Differential Diagnosis for Chest Pain
The following differential diagnosis is organized into categories to facilitate a thorough assessment and plan.
- Single Most Likely Diagnosis
- Costochondritis: This is often the most likely diagnosis for patients presenting with chest pain that is sharp, stabbing, and localized to the chest wall, particularly if it is reproducible with palpation or movement. The pain is typically exacerbated by activities that increase the movement of the ribs, such as deep breathing or coughing.
- Other Likely Diagnoses
- Myocardial Infarction (MI): Although less common than costochondritis in many populations, MI is a critical diagnosis to consider, especially in patients with risk factors such as hypertension, diabetes, high cholesterol, smoking, or a family history of heart disease. The pain associated with MI is often described as a heavy, squeezing, or pressure-like sensation in the chest that may radiate to the arms, back, neck, jaw, or stomach.

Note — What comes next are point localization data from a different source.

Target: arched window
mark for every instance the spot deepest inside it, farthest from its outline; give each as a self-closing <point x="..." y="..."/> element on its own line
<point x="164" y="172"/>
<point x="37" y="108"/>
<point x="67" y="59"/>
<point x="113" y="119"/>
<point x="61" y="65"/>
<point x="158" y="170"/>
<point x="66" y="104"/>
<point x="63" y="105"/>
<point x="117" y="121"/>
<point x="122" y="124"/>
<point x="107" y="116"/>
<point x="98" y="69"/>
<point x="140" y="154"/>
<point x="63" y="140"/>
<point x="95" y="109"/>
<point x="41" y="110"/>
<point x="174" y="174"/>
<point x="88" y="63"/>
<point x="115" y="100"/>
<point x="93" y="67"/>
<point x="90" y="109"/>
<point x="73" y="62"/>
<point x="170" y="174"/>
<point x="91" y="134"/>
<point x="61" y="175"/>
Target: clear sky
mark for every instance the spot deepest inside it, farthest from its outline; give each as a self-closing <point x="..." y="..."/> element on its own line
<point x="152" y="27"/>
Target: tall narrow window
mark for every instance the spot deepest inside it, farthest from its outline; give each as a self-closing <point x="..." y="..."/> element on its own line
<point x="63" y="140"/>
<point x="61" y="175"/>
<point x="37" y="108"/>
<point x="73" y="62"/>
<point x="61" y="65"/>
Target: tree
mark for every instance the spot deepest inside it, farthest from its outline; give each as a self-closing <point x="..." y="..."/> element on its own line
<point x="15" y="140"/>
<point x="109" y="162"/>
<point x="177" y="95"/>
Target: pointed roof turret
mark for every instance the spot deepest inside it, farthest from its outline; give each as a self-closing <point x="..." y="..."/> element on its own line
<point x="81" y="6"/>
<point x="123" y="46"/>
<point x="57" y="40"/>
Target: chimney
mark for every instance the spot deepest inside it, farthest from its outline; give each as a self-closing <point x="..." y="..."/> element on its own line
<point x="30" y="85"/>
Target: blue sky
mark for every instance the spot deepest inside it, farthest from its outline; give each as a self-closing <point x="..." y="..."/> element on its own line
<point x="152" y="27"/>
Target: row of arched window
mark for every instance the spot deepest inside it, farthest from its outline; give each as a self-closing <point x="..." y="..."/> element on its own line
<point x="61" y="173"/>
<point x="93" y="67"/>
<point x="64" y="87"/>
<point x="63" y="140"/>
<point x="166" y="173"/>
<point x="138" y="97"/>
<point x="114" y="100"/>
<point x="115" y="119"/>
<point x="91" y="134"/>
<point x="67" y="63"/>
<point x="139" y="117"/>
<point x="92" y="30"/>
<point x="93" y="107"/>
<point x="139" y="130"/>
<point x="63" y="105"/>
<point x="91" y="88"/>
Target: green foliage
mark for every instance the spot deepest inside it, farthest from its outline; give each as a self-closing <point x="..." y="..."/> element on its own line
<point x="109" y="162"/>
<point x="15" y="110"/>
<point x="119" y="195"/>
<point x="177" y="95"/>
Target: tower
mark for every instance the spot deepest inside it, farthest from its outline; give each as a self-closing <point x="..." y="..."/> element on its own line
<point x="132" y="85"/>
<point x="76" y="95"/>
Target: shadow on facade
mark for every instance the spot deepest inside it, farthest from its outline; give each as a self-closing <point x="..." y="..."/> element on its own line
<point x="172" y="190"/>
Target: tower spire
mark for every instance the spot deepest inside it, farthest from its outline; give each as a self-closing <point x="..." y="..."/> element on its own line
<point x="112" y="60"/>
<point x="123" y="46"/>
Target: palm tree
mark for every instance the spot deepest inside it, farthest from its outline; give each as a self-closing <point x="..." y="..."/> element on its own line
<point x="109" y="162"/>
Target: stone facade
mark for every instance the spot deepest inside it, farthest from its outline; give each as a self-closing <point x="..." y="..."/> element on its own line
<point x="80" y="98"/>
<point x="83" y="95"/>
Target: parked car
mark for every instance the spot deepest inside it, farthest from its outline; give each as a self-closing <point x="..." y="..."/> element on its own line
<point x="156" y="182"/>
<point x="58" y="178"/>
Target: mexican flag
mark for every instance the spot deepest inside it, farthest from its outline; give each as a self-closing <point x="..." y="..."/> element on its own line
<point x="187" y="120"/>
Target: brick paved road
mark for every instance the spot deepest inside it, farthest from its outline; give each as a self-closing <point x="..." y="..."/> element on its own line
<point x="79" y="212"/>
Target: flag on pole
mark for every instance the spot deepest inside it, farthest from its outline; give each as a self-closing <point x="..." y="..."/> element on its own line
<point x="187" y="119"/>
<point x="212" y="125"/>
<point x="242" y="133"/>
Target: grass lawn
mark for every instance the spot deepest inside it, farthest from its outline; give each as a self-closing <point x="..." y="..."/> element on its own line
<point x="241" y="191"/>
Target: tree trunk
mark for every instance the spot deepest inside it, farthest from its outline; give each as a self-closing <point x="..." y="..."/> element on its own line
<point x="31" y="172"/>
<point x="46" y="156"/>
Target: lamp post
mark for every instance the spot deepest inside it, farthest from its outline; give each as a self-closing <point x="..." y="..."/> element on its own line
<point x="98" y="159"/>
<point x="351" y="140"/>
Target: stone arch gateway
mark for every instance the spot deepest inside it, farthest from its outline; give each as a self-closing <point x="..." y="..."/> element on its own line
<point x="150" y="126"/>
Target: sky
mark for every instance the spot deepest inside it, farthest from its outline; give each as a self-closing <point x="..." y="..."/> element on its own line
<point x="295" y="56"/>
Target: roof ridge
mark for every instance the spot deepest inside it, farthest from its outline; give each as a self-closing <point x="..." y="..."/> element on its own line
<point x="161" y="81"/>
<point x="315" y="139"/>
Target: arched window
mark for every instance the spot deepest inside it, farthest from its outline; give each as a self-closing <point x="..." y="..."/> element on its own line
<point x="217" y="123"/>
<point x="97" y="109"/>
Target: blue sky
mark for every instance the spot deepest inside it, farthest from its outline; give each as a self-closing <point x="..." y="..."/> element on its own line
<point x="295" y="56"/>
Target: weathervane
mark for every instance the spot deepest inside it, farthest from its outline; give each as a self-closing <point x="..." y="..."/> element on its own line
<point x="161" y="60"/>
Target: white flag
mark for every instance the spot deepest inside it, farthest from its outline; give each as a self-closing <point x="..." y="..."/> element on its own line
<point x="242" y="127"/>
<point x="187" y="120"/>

- Pulmonary Embolism (PE): This diagnosis should be considered, especially in patients with risk factors such as recent surgery, immobilization, cancer, or a history of deep vein thrombosis. The pain associated with PE is typically sudden in onset, sharp, and worsens with deep breathing (pleuritic chest pain).
- Do Not Miss Diagnoses
- Aortic Dissection: Although rare, this condition is life-threatening and requires immediate intervention. Patients typically present with severe, tearing chest pain that radiates to the back.
- Pneumothorax: This condition can cause sudden, severe chest pain that worsens with breathing and can be life-threatening if not promptly treated.
- Rare Diagnoses
- Pericarditis: Inflammation of the pericardium, the sac surrounding the heart, can cause chest pain that improves with sitting up and leaning forward. It is less common than the other diagnoses listed but should be considered, especially in patients with recent viral illnesses or autoimmune disorders.

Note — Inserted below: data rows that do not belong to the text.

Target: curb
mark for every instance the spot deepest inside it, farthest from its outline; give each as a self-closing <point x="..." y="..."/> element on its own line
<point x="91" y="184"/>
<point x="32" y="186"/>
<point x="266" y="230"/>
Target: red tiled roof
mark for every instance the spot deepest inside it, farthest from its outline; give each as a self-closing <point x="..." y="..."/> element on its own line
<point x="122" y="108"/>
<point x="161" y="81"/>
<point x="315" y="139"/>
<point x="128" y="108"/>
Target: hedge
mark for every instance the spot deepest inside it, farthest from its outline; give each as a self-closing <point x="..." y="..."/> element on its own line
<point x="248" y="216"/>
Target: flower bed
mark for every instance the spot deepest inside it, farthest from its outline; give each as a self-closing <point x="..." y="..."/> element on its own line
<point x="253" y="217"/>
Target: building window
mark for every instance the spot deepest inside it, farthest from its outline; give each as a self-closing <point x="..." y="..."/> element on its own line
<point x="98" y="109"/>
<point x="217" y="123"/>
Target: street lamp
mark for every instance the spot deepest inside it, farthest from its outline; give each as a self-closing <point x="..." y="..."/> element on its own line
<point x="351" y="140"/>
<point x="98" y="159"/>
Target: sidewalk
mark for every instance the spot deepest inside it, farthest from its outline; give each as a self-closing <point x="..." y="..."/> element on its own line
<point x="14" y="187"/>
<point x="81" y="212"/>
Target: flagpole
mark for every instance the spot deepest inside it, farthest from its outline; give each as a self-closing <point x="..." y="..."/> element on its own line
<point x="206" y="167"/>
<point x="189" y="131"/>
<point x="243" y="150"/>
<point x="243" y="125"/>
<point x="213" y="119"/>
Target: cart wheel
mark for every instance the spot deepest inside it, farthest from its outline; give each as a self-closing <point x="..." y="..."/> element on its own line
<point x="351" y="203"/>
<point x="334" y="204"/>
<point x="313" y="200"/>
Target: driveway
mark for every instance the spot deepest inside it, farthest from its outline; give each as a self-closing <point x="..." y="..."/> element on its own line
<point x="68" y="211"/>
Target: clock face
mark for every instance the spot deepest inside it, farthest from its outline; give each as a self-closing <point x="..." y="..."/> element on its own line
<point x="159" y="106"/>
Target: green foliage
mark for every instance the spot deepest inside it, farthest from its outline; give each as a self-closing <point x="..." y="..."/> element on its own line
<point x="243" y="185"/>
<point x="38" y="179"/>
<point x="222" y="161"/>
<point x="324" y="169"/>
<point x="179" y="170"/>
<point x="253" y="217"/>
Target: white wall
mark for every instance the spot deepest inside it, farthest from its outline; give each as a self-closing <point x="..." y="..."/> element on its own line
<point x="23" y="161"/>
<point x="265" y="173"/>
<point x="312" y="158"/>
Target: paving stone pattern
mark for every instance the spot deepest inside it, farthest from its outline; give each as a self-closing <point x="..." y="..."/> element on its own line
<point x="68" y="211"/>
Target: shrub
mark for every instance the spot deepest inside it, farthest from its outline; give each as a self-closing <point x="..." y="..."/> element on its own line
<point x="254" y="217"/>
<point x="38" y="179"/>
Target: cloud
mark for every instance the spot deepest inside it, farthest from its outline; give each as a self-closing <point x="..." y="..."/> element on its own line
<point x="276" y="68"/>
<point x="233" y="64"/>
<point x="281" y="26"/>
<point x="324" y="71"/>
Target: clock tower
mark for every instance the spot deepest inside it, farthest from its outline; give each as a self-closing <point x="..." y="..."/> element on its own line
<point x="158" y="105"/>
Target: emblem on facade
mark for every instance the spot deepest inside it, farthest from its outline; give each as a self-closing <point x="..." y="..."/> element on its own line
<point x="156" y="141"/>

- Esophageal Rupture or Perforation: This is a rare but serious condition that can cause severe chest pain, often associated with difficulty swallowing, vomiting, or abdominal pain, particularly after forceful vomiting or an endoscopic procedure.
Each of these diagnoses requires a careful and thorough evaluation, including a detailed history, physical examination, and appropriate diagnostic tests such as ECG, troponin levels, D-dimer, chest X-ray, and CT scans, to determine the underlying cause of the chest pain and to guide the management plan.